Study on the Influence of Hygrothermal Aging on the Mechanical Properties of Carbon Fabric/Polyetheretherketone Composites

Owing to its superior mechanical properties and recyclability, the carbon fabric/polyetheretherketone (CFF/PEEK) composite has seen increasing application in engineering domains. However, studies examining the impact of hygrothermal aging on its performance remain relatively limited in the existing literature. To investigate its durability in hygrothermal environments, this study fabricated CFF/PEEK composites with a fiber volume fraction of 55 vol% and subjected them to equilibrium hygroscopic treatment at 70 °C. The hygroscopic behavior of polyetheretherketone (PEEK) resin and CFF/PEEK composites, along with their tensile and compressive properties under dry conditions at room temperature (RTD) and wet conditions at 70 °C (ETW), were systematically evaluated. The results indicated that both PEEK resin and CFF/PEEK composites exhibited Fickian diffusion behavior during the initial stages of aging but diverged in later stages.
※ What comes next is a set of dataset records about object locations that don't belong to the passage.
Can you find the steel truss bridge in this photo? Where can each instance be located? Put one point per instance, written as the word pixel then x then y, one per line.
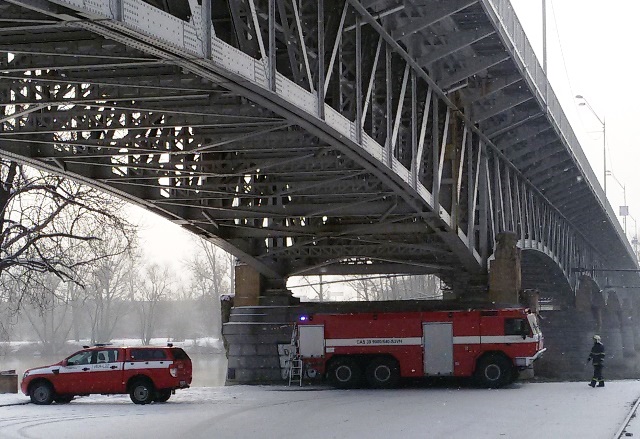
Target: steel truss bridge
pixel 311 136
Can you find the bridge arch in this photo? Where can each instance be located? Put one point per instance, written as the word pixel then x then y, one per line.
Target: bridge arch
pixel 541 272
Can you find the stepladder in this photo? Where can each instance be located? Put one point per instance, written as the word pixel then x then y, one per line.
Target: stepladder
pixel 296 364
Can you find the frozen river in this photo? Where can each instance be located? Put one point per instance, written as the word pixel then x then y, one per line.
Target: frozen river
pixel 523 411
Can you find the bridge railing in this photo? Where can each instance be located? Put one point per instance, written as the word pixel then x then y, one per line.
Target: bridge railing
pixel 504 13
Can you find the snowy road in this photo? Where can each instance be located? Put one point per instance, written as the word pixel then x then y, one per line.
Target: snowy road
pixel 525 410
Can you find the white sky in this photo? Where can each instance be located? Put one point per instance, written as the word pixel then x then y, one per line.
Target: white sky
pixel 522 410
pixel 592 50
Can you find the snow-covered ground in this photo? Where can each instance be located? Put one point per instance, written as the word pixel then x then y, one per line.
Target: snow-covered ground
pixel 524 410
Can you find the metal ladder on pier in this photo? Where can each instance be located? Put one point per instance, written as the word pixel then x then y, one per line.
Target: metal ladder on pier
pixel 296 365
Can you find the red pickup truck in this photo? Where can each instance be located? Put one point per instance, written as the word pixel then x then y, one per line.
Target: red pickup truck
pixel 148 374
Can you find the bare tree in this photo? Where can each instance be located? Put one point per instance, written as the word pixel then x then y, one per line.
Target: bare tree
pixel 48 223
pixel 108 286
pixel 153 290
pixel 48 312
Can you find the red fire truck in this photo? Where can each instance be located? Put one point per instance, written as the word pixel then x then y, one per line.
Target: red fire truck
pixel 491 345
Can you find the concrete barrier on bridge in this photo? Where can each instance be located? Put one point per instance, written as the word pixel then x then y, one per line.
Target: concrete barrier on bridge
pixel 8 381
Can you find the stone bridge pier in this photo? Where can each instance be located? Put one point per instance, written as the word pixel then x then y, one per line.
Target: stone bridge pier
pixel 258 322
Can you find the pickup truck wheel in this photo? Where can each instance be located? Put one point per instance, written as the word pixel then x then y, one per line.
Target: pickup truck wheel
pixel 141 392
pixel 345 373
pixel 163 395
pixel 41 393
pixel 383 373
pixel 494 371
pixel 65 399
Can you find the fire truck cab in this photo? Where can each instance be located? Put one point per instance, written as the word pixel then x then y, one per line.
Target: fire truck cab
pixel 379 348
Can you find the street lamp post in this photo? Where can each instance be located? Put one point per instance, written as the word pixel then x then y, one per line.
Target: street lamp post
pixel 604 138
pixel 624 209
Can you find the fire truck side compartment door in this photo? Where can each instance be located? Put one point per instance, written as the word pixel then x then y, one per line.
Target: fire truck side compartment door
pixel 438 348
pixel 311 340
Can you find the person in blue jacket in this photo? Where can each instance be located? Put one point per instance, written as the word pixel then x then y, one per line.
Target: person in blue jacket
pixel 597 356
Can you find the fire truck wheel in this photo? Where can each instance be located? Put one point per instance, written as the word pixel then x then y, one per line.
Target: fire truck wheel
pixel 142 392
pixel 383 373
pixel 163 395
pixel 494 371
pixel 63 399
pixel 41 393
pixel 345 373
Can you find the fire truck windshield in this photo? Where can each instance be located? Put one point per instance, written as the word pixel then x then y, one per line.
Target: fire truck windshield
pixel 533 322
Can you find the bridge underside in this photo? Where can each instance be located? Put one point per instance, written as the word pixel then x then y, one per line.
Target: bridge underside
pixel 394 137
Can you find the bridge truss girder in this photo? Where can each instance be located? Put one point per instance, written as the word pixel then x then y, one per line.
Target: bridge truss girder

The equilibrium moisture absorption rates were approximately 0.32% for PEEK resin and 0.19% for CFF/PEEK composites. After aging at 70 °C, the strength of both materials decreased significantly, while the modulus showed only minor changes. Under ETW conditions, the tensile strength retention rate of PEEK resin was 74.92%, and the compressive strength retention rate was 81.85%. For the CFF/PEEK composites, the tensile strength retention rate was approximately 85%, and the compressive strength retention rate was about 95%. The typical failure modes of CFF/PEEK composites did not exhibit notable differences between tensile and compressive specimens after hygrothermal aging. Resin debonding was observed in the moisture-absorbed composite specimens, while no microcracks or delamination were detected. The degradation of mechanical properties is predominantly attributed to the deterioration of the resin matrix and interface characteristics, which are caused by water molecule intrusion and the adverse effects of wet strain mismatch between the resin and fibers.